Le Onze anal de la semaine.

Un Onze anal qui remet les pendules au centre du village.

Force est de constater que la tactique du Onze anal de la semaine dernière fut un peu branlante, ce qui est toujours mieux que les joueurs sélectionnés qui eux n’en avaient rien à branler. Et ce n’est pas avec les choix de la semaine que l’on va être plus serein pour affronter le Onze mondial. Du coup en défense, on va compenser la qualité par la quantité. Après, je ne sais pas comment on va gagner vu qu’il n’y a presque plus de places pour les joueurs offensifs, c’est un peu con en fait. En même temps, vu le niveau des mecs devant, on vient pour le point du nul. Ce qui nous correspond plutôt bien finalement. CQFDT.


Pionnier (2/5) : Nul besoin de l’accabler plus que nécessaire, il a été abandonné par tous, et n’a pas eu de couverture à l’orphelinat.

Congré (0/5) : Y a t-il un pilote pour écraser l’avion ? Oui.

Smalling (0/5) : A un moment, faut arrêter et se dire les choses : il est complètement à la ramasse, c’en est effrayant.
1/5 C’est vrai que le nommer capitaine ça irait pour le Costa Concordia, mais franchement moins pour Manchester United. Notons que d’un point de vue artistique, ses relances feraient passer Adil Rami pour Andrea Pirlo.

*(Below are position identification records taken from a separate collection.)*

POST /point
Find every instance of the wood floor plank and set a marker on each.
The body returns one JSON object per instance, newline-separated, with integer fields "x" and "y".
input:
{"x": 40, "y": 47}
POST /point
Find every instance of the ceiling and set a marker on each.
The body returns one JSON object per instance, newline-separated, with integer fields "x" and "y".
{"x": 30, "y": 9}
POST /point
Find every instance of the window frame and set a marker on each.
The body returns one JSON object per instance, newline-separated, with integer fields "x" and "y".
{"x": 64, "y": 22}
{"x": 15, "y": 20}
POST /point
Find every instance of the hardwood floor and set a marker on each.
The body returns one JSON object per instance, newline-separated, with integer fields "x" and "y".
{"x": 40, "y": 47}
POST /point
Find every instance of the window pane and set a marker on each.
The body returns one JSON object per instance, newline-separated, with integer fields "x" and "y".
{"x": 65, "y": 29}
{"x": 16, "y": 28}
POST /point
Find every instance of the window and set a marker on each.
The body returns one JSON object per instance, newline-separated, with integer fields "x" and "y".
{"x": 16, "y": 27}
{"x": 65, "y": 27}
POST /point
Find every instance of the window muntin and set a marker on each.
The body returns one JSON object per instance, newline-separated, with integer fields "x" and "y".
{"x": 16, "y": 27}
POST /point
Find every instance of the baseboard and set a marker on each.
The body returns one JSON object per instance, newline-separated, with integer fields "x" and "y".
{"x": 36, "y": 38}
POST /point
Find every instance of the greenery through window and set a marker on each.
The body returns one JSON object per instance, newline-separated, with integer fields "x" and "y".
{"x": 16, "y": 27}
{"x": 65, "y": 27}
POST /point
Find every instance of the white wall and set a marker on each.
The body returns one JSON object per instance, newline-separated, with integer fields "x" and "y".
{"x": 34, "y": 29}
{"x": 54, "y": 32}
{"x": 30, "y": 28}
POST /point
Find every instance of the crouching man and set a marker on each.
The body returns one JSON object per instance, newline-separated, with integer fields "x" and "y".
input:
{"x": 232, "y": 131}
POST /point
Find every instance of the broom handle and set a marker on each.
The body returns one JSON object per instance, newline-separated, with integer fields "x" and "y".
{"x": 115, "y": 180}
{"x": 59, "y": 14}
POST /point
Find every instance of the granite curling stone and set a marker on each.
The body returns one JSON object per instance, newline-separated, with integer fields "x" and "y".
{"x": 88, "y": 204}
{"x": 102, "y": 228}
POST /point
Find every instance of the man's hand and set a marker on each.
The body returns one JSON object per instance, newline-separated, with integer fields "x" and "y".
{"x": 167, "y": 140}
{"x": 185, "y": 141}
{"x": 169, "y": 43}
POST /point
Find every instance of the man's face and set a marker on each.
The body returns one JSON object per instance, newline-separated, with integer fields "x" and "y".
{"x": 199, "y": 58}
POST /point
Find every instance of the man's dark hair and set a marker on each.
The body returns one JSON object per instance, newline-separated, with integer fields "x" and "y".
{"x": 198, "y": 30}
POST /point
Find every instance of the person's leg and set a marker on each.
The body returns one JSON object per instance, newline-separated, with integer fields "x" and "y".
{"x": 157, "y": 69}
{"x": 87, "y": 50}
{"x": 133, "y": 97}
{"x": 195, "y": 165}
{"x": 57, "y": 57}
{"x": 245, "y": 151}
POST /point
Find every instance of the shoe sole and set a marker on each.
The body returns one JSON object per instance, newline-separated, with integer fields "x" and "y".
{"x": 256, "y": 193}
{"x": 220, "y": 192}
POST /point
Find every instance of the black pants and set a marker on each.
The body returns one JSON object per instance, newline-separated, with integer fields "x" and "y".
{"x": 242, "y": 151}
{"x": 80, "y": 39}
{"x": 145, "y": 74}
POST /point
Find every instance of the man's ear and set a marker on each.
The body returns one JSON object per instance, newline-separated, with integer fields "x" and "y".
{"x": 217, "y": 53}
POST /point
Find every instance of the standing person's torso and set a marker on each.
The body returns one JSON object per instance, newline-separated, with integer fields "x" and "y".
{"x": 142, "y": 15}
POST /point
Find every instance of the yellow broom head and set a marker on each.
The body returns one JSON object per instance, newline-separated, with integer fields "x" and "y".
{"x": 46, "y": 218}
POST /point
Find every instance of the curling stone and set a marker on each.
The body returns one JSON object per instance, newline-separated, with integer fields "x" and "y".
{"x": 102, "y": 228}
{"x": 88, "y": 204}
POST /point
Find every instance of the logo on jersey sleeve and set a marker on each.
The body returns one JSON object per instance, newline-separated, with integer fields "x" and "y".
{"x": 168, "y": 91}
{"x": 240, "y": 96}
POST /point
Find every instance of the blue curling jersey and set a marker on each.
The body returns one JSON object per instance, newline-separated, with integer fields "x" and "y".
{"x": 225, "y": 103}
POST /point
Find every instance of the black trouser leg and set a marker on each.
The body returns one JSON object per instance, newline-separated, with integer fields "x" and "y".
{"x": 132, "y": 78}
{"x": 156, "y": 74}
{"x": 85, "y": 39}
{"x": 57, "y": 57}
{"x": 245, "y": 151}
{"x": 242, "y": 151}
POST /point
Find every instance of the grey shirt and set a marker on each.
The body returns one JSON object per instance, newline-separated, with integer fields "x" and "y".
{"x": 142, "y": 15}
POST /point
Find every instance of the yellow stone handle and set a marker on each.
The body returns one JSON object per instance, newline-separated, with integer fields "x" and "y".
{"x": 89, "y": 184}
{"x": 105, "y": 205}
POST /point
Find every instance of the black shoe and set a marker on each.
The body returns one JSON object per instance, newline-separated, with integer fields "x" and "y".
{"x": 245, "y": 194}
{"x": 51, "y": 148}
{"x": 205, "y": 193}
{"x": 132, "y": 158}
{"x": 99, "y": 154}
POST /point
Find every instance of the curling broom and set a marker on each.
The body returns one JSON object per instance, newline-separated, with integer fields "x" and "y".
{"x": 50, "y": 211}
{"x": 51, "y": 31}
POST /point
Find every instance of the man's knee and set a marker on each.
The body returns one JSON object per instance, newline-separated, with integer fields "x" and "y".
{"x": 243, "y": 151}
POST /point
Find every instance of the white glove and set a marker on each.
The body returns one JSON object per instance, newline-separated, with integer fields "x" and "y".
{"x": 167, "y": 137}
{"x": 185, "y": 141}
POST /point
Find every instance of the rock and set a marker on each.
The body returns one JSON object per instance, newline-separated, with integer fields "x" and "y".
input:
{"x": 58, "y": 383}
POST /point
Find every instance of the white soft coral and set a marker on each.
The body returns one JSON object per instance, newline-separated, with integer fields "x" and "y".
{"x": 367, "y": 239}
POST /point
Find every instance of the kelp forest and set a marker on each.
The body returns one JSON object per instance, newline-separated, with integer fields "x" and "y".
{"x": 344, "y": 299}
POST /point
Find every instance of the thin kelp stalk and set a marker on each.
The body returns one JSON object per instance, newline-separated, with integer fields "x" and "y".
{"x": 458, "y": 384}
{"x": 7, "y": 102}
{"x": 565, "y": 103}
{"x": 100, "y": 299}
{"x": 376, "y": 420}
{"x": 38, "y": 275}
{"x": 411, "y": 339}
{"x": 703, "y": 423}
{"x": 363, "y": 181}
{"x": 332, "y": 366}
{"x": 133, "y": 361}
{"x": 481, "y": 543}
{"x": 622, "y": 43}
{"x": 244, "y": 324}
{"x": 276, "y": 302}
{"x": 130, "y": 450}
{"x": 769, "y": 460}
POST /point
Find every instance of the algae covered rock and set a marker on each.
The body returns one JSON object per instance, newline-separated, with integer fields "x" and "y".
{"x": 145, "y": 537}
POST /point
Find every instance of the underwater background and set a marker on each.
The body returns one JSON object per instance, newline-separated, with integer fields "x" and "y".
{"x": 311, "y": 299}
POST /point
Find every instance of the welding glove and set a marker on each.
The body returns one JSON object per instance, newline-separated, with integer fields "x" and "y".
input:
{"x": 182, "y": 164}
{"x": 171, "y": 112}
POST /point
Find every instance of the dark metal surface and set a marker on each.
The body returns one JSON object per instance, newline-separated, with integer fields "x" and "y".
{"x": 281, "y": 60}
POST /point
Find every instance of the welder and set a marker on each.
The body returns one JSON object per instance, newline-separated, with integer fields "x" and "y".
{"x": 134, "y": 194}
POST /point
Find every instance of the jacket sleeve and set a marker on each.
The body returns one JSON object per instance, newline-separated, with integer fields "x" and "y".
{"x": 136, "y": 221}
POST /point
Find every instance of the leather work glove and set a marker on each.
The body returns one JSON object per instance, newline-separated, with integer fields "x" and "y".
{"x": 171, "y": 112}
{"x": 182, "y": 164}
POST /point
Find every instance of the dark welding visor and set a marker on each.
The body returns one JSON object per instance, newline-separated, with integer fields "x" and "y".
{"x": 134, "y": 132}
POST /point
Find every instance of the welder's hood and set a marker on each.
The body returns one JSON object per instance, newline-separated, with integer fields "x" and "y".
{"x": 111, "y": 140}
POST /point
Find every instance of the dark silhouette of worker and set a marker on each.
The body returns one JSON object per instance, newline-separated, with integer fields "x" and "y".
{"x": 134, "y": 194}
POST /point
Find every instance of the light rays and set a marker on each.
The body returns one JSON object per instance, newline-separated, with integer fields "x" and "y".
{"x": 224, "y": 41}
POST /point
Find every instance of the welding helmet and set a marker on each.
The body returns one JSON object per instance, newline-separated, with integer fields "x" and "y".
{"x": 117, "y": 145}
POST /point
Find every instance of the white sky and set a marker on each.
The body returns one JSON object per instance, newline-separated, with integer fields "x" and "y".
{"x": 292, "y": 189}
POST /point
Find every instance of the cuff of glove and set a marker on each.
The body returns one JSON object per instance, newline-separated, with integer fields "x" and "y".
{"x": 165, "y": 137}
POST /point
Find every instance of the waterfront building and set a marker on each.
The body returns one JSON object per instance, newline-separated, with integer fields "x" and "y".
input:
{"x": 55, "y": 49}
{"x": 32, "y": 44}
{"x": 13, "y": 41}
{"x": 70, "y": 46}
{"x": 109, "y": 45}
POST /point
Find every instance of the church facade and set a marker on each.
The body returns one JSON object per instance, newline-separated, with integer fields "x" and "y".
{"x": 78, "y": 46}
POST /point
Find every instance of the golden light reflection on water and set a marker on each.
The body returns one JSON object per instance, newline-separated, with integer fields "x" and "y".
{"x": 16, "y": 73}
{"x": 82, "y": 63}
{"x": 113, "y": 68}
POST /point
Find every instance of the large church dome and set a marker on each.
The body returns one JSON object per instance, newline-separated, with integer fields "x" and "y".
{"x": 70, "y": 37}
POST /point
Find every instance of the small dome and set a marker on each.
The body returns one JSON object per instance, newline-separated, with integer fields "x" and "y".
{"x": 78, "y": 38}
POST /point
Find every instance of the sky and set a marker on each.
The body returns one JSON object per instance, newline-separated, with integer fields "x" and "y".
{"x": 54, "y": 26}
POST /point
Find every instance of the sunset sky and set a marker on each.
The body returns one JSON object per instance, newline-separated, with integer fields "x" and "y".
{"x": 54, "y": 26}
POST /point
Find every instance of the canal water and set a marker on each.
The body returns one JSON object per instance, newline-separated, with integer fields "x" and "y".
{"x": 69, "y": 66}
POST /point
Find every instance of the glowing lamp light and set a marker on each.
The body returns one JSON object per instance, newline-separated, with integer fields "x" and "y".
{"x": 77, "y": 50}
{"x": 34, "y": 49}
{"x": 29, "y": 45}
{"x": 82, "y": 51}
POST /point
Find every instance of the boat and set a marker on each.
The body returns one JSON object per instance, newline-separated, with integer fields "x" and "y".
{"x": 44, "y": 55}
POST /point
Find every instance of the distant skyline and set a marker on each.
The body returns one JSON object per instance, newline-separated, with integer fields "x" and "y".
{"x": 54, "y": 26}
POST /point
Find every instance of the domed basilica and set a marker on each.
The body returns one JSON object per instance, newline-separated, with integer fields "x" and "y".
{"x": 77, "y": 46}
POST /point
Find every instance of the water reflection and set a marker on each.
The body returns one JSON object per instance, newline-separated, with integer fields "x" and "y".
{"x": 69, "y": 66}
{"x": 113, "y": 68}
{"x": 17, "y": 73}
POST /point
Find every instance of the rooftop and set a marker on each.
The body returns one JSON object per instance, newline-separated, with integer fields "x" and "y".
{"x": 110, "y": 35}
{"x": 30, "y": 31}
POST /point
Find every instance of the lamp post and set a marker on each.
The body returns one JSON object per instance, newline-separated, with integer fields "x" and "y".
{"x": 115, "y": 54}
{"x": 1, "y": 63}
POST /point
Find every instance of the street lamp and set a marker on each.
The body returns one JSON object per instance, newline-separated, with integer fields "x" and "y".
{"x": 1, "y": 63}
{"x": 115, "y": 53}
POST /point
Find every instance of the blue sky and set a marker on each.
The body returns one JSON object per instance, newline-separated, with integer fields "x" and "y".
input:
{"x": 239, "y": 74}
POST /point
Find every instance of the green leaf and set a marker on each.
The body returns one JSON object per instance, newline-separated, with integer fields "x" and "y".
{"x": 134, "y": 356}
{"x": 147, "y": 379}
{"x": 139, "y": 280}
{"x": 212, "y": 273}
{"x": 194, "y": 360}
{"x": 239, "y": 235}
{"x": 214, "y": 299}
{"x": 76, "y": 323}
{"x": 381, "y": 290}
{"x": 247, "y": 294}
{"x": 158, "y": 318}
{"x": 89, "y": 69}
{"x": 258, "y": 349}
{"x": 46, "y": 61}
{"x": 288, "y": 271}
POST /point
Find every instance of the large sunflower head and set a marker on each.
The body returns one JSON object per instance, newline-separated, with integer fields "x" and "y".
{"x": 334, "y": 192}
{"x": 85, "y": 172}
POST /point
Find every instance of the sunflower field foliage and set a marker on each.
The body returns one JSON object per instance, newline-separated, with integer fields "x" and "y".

Lucas (1/5) : l’ensemble des supporters et Lucas himself ont poussé un grand soupir lorsqu’il a été remplacé par Woodburn

Polomat (Attila, 0/5) : tel le roi des Huns, là où PYP passe, le football ne repousse pas.

Telles (0/5) Tu rentres dedans c’est bien, tu prends un jaune et c’est ce tacle dégueulasse que tu lâches juste derrière ? Ton cerveau s’est débranché.


Rocha Santos (gringalet, 1/5) : de la technique, oui. Du physique, non. Un moineau dans un monde de buffles.

Saivet (riton sur ton, 0/5) : invisible, tel 2 tâches identiques superposées l’une sur l’autre. Riton, le Pelé sénégalais, nous aura quand même fait rêver sur cette tentative de talonnade qui s’est transformée en presque cassage de gueule.


Skhiri (1/5) : Putain ça penche, on voit le vide à travers les planches.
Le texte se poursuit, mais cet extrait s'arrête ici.